Identifiers used in LOAD RESPONSE_INFO BODY

The LOAD RESPONSE_INFO BODY command loads a character variable with all or part of the data from an HTTP response message body for a specified TCP connection. For a response body containing an HTML document, the WITH clause may be used to load a character variable with an element or part of an element from the document.

The WITH clause has the following format:

,WITH identifier

Note: identifier is a character variable, quoted character string, or character expression identifying the data to be retrieved from the HTML document in the response message body. The following sections describe the format of this identifier:

HTML Element Addressing

An element within an HTML document is identified by an element address string.

Format Definition:

tag(tagnum){/tag(tagnum)}:element-type:{attribute}(element-num)

tag

The HTML tag name.

tagnum

A number identifying the tag relative to its parent tag or the document root:

0 = First child tag
1 = Second child tag
n = nth child tag

element-type

The HTML element type. This must be one of the following:

ANONYMOUS ATTRIBUTE
ATTRIBUTE
COMMENT
SCRIPT
TEXT

attribute

For element-type ATTRIBUTE, specifies the name of the HTML attribute.

element-num

A number identifying the element. For element type ATTRIBUTE, the number identifies the attribute relative to its associated tag:

0 = First attribute
1 = Second attribute
n = nth attribute

Examples:

HTML(0)/BODY(1)/TABLE(1)/TBODY(0)/TR(0)/TD(0):TEXT:(0)
HTML(0)/HEAD(0)/META(1):ATTRIBUTE:CONTENT(1)

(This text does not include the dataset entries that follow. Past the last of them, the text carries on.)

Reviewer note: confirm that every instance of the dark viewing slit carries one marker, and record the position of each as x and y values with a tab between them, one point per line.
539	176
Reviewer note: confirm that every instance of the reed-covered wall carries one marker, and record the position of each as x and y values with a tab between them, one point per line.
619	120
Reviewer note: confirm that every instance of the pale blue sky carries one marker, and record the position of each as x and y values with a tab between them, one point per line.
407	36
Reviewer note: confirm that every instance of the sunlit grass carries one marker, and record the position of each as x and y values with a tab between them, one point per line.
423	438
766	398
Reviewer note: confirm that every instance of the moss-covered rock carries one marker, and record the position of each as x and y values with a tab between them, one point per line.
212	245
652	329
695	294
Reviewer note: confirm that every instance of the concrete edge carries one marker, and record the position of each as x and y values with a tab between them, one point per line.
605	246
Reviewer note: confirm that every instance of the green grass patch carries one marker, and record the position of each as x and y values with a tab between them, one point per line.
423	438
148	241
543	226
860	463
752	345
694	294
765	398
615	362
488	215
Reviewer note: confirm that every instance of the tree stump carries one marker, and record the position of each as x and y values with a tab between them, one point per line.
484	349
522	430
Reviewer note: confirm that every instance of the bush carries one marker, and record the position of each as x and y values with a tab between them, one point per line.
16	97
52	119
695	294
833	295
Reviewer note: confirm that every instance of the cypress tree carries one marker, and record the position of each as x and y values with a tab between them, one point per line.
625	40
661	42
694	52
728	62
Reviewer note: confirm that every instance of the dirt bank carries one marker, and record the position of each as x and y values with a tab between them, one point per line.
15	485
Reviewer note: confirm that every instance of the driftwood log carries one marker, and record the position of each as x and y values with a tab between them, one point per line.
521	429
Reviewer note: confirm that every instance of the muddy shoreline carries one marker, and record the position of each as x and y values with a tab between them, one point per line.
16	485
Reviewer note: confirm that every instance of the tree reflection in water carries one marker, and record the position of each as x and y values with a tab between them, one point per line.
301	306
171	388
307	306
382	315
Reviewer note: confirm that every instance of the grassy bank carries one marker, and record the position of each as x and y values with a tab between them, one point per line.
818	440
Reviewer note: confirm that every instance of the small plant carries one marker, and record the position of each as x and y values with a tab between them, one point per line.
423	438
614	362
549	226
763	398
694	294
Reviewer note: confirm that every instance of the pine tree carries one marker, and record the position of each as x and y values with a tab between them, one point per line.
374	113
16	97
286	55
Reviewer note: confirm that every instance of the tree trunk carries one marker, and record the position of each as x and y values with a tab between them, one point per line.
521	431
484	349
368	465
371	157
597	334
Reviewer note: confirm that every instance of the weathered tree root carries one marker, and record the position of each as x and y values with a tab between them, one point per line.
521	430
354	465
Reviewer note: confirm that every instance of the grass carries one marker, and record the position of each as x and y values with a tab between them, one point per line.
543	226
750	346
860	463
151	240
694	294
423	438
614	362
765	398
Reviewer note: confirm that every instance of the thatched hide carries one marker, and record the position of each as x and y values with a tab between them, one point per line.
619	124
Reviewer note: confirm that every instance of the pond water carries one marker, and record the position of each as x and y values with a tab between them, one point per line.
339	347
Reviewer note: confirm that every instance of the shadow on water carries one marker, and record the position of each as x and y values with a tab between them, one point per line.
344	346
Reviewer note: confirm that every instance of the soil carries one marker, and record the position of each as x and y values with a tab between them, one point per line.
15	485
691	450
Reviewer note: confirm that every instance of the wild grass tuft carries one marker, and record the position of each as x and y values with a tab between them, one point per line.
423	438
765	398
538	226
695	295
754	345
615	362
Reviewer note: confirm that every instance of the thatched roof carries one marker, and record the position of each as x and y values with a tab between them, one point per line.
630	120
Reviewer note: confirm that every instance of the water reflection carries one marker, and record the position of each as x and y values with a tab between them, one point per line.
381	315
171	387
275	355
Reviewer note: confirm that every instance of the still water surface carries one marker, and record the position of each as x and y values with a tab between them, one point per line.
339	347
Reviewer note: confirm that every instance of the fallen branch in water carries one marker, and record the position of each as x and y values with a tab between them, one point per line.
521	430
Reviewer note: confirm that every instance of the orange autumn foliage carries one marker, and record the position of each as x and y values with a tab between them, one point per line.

Note: There must be no whitespace between any of the components of an identifier.

Note: Identifiers are not validated at compile time.

Qualifying an HTML Element Address

A complete HTML element string may be retrieved from an HTML document using an identifier containing only an HTML element address. However, a substring may be selected from it using a variety of qualifiers. These qualifiers immediately follow the HTML element address and are described below.

Selecting a Substring by Position and Length

An HTML element substring may be selected using an identifier specifying the offset of the substring and its length.

Format Definition:

element-addr[offset, length]

element-addr

The HTML element address in the format described above.

offset

The offset of the first character of the substring from the start of the element string.

length

The number of characters in the substring.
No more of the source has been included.